Another change, as I'm sure you know, J, is with students. Although I am generalizing, the scholastic attitude has changed drastically. Where once most students would go to university for the right reasons, for most it is now simply where you go after high school because that's what you do in North America. A university education is not sought for its own sake, but merely to get a decent job that pays 60K a year. This is one dimension that the writer of the article only touched on but conveniently glossed over.

The causes of these are myriad and would require no less than a book chapter to explain them all; the truth is, this is how it is now.

Jenny said...

“And did you want to have sex with him?” I asked. “No,” she said, “I wanted to have brain sex with him.”

This is too much for me to stomach so early in the morning. >.<

Dr J said...

@ Jenny: Glad to see you back! Hope you're well. Be glad I didn't say anything about how many students I've Socratized over the years.

@ PL: Careful, you're starting to sounds like me. ;-)

Anonymous said...

let's just say, no one in my class wanted to even think about the profs in that light, those postgrad supervisors mebbe (particularly that yummy one who taught romanticism, but he was the exception)

as a good friend (hmm, even that requires reconsideration ) once said succinctly you can't f86k brains, might explaqin why most of the guys targetted gals not within the univ!

Anonymous said...

apologies for the spelling mistakes, forgot the shift keys!( and no q in explain)

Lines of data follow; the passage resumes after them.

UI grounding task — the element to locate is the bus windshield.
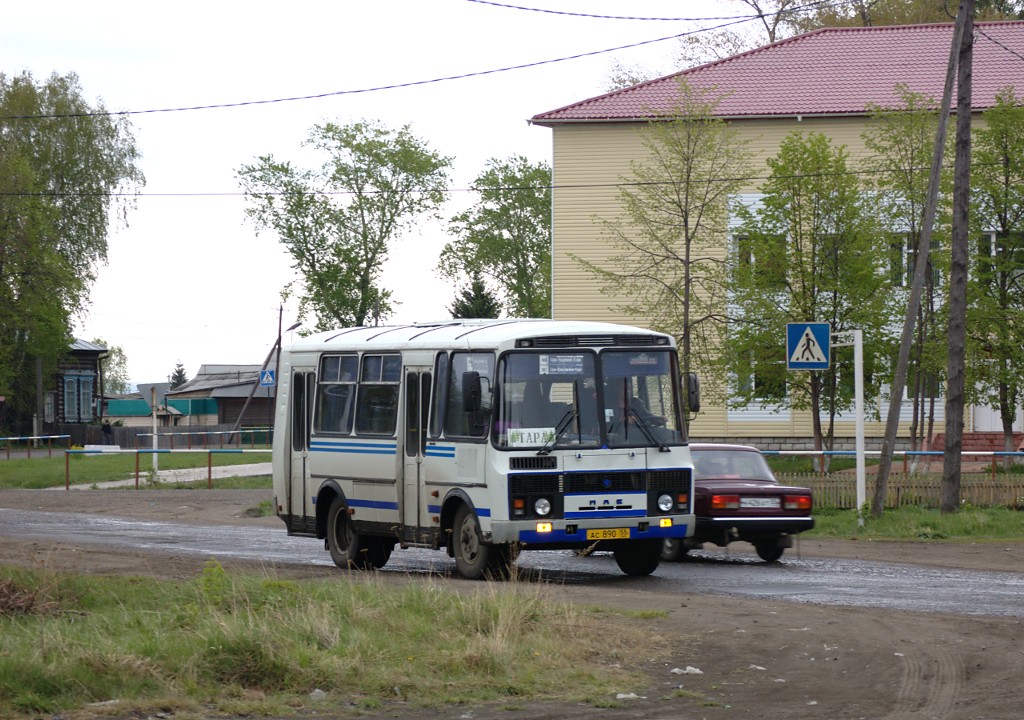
[493,349,685,453]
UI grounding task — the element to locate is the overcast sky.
[0,0,743,383]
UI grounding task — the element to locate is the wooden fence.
[775,470,1024,510]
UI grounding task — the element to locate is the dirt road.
[0,490,1024,720]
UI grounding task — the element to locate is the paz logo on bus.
[785,323,831,370]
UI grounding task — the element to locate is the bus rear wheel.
[612,540,665,577]
[452,505,516,580]
[327,498,394,570]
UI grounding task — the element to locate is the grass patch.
[0,451,271,490]
[804,506,1024,541]
[0,562,671,718]
[149,474,273,493]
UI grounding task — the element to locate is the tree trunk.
[941,0,974,513]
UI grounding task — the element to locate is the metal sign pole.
[833,329,867,527]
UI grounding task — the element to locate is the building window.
[355,354,401,435]
[63,374,95,423]
[316,354,359,435]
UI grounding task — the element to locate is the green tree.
[725,131,891,450]
[92,338,131,395]
[169,361,188,390]
[967,88,1024,463]
[786,0,1024,33]
[862,85,950,462]
[238,121,452,330]
[449,273,502,319]
[438,156,551,317]
[573,80,752,403]
[0,73,144,431]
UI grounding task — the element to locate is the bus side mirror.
[462,370,483,413]
[686,373,700,413]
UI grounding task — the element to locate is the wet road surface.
[0,509,1024,618]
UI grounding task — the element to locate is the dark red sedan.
[662,443,814,562]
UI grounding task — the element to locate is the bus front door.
[287,368,316,524]
[401,368,431,542]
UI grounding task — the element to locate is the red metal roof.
[530,22,1024,125]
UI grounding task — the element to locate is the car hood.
[693,477,810,493]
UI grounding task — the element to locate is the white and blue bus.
[273,320,699,579]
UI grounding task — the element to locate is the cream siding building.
[531,22,1024,446]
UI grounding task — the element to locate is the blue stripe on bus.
[309,441,398,455]
[519,523,686,545]
[348,498,398,510]
[565,508,647,520]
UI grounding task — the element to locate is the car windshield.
[493,350,684,453]
[690,448,776,482]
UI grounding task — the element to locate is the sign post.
[835,329,867,527]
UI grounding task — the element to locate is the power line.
[0,0,855,120]
[468,0,761,23]
[0,162,998,198]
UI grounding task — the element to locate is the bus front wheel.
[327,498,394,570]
[613,540,665,577]
[452,505,516,580]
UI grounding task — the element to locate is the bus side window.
[355,354,401,435]
[438,352,495,437]
[315,355,359,435]
[430,352,449,437]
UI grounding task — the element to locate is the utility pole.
[941,0,974,513]
[871,8,973,517]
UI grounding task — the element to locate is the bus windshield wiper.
[537,405,577,455]
[626,408,669,453]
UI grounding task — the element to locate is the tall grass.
[0,562,669,717]
[0,451,271,490]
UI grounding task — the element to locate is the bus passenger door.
[401,368,431,541]
[288,369,316,519]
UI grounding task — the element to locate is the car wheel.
[754,538,785,562]
[327,497,394,570]
[662,538,690,562]
[452,505,518,580]
[613,540,665,577]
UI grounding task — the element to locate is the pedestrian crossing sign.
[785,323,831,370]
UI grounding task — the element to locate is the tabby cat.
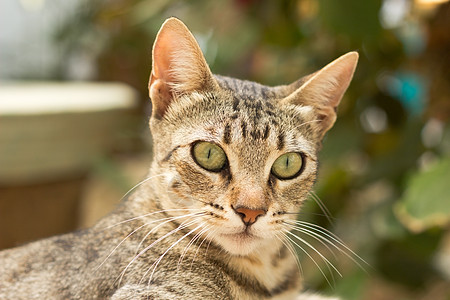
[0,18,358,299]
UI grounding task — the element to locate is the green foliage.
[51,0,450,299]
[395,157,450,232]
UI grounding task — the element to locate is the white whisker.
[144,220,206,284]
[119,214,205,285]
[284,230,332,287]
[285,221,370,272]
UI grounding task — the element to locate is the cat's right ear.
[148,18,215,119]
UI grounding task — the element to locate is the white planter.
[0,82,137,185]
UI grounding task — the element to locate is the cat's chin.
[216,232,264,256]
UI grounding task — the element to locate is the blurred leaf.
[395,157,450,232]
[319,0,381,41]
[330,269,367,300]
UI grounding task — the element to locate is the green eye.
[192,142,227,172]
[272,152,303,179]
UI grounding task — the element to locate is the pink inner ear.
[150,32,175,84]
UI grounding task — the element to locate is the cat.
[0,18,358,299]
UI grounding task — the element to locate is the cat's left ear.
[282,52,359,135]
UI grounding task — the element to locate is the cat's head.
[149,18,358,255]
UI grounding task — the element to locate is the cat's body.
[0,19,357,299]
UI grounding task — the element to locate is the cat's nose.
[233,207,266,226]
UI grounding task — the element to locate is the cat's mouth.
[222,230,259,242]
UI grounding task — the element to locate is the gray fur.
[0,19,356,299]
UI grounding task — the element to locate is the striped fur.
[0,19,357,300]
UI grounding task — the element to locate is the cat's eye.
[272,152,304,179]
[192,142,227,172]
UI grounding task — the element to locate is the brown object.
[0,176,85,249]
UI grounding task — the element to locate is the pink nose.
[233,207,266,226]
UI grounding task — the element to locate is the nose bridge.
[232,178,268,210]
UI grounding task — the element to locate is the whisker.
[119,214,205,285]
[95,224,148,271]
[283,230,332,287]
[120,174,164,201]
[287,230,342,277]
[275,234,304,277]
[308,191,334,225]
[285,220,370,273]
[144,220,206,284]
[136,210,205,252]
[177,226,211,270]
[284,223,342,260]
[102,208,199,230]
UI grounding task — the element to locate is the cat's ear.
[282,52,358,135]
[148,18,215,118]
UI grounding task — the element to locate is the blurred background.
[0,0,450,300]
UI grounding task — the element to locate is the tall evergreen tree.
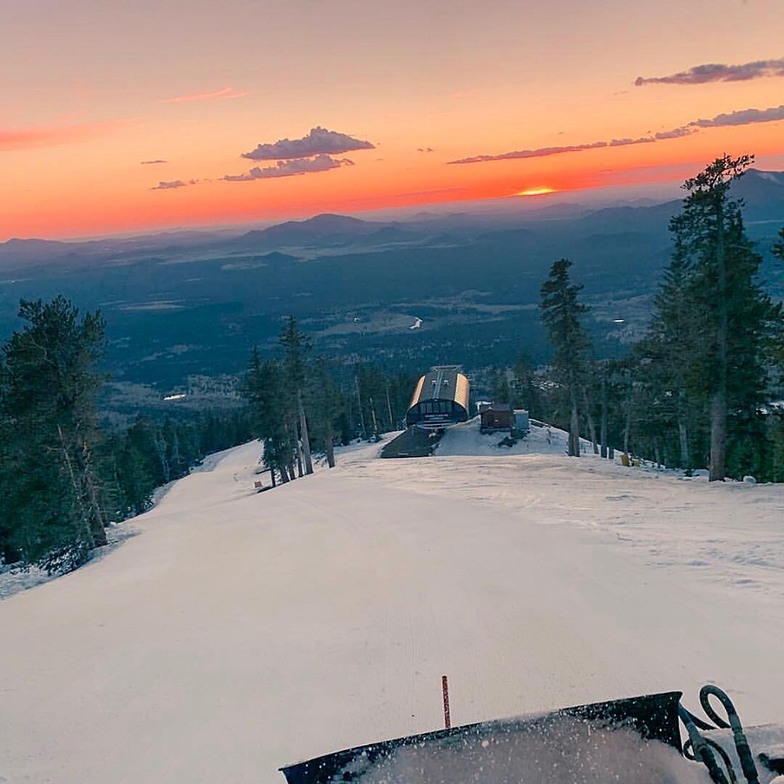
[659,155,780,481]
[278,316,313,474]
[540,259,590,457]
[0,296,106,571]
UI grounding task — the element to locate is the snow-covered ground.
[0,422,784,784]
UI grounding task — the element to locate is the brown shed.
[479,403,514,433]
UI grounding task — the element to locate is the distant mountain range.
[0,170,784,404]
[0,169,784,269]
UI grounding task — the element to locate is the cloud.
[0,119,132,152]
[448,106,784,163]
[607,136,656,147]
[689,106,784,128]
[653,126,697,141]
[447,142,608,163]
[223,154,354,182]
[634,58,784,87]
[242,126,375,161]
[157,87,250,103]
[150,180,193,191]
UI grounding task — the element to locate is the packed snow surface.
[0,422,784,784]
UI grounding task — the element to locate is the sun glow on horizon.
[515,187,557,196]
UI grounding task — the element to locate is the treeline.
[242,316,416,487]
[516,156,784,482]
[0,297,250,572]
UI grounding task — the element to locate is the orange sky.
[0,0,784,241]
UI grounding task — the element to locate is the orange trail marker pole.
[441,675,452,729]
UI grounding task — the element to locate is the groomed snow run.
[0,421,784,784]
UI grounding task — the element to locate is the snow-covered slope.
[0,425,784,784]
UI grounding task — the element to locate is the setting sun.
[515,188,556,196]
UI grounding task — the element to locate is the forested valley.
[0,156,784,572]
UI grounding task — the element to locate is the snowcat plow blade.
[281,692,688,784]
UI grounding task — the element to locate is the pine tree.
[278,316,313,474]
[659,155,780,481]
[0,296,106,571]
[540,259,590,457]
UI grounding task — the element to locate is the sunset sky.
[0,0,784,241]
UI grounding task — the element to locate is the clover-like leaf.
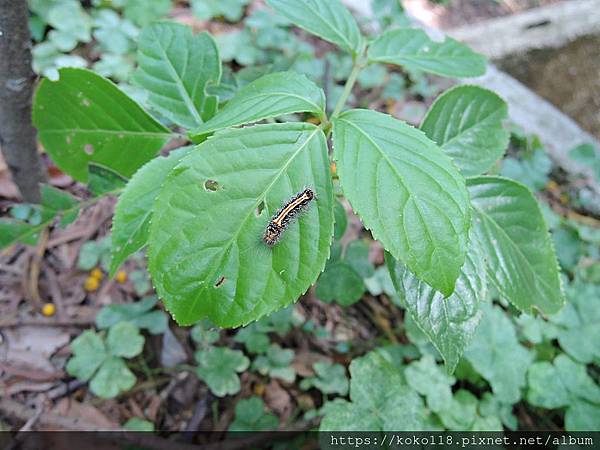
[110,147,194,276]
[66,322,144,398]
[67,330,107,381]
[233,323,271,353]
[252,344,296,383]
[404,355,456,412]
[465,304,533,404]
[195,347,250,397]
[368,28,486,78]
[386,231,488,373]
[319,352,424,431]
[267,0,364,55]
[33,68,172,182]
[549,278,600,364]
[133,22,221,128]
[90,356,136,398]
[467,177,564,314]
[333,110,470,296]
[106,322,144,358]
[148,123,333,327]
[96,296,167,334]
[421,86,509,176]
[190,72,325,138]
[229,397,279,431]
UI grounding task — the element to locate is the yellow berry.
[90,267,104,281]
[42,303,56,317]
[254,383,267,397]
[115,270,127,283]
[329,162,337,175]
[83,276,100,292]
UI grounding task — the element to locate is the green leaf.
[96,296,167,334]
[527,354,600,431]
[229,397,279,432]
[404,355,456,412]
[333,198,348,240]
[333,110,470,296]
[500,148,552,192]
[549,279,600,364]
[106,322,144,358]
[300,361,348,397]
[33,68,172,182]
[315,262,365,306]
[267,0,364,55]
[148,123,333,327]
[90,356,136,398]
[438,389,477,431]
[110,147,194,277]
[468,177,564,314]
[133,22,221,128]
[191,0,250,22]
[252,344,296,383]
[386,232,488,373]
[319,352,424,431]
[368,28,486,78]
[465,304,533,404]
[196,347,250,397]
[233,323,271,353]
[123,0,173,27]
[67,330,107,381]
[191,72,325,138]
[0,219,39,249]
[88,163,127,197]
[123,417,154,431]
[421,86,510,176]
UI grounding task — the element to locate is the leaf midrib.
[180,127,321,318]
[338,118,433,264]
[472,206,553,305]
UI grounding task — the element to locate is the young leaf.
[67,322,144,398]
[333,110,470,296]
[148,123,333,327]
[465,304,533,404]
[404,355,456,413]
[300,361,348,397]
[467,177,564,314]
[229,397,279,432]
[385,232,487,373]
[195,347,250,397]
[368,28,486,78]
[319,352,424,431]
[33,69,172,182]
[88,163,127,196]
[267,0,363,55]
[133,22,221,128]
[109,147,194,277]
[190,72,325,138]
[421,86,510,176]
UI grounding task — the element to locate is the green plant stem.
[331,61,364,119]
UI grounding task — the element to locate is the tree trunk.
[0,0,47,203]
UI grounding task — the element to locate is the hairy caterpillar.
[263,188,315,247]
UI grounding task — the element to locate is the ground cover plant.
[0,0,600,438]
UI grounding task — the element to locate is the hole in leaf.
[204,180,221,192]
[256,201,265,217]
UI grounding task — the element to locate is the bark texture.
[0,0,47,203]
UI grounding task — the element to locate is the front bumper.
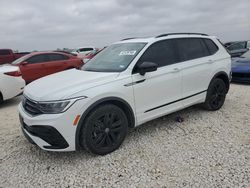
[20,117,69,149]
[18,99,91,151]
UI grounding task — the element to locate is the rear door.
[45,53,70,75]
[132,40,182,124]
[19,54,48,82]
[176,38,214,106]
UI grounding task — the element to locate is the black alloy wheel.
[204,78,227,111]
[80,104,128,155]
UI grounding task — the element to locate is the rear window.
[0,50,10,55]
[203,39,219,55]
[176,38,210,61]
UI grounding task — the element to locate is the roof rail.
[155,33,208,38]
[121,37,136,41]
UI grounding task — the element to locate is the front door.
[132,40,182,124]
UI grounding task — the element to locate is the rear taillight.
[4,71,22,77]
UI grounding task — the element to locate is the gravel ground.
[0,84,250,187]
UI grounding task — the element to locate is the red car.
[0,49,28,65]
[12,52,84,83]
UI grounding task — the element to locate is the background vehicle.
[0,65,25,103]
[19,33,231,155]
[225,41,250,57]
[232,51,250,83]
[0,49,29,65]
[12,52,83,83]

come to think of it, that kind of intellectual eros manifested itself in a classmate at the age when most guys were partying so hard they couldn't think straight or were so juve you wondered why they were at univ- he wowwed with his brains, as a friend said, I was nuts. unfortunately he was a conservative which didn't quite gel with the brand of liberalism I subscribed to, that and the fact that most of the class was betting on whether I was on to the guy- adeadly combination that guarantees the disappearance of any eros.


how long before someone says abelard and heloise? looking at the state of things in this age , mebbe that's an insult to the 2

Anonymous said...

A university education is not sought for its own sake, but merely to get a decent job that pays 60K a year.

Wait, there are jobs that pay 60K a year?!? Jobs you can get right out of university? No wonder that PhD'd person I spoke to this morning didn't want to work for me for 30K (although, puzzlingly, another one did, was positively enthused about it).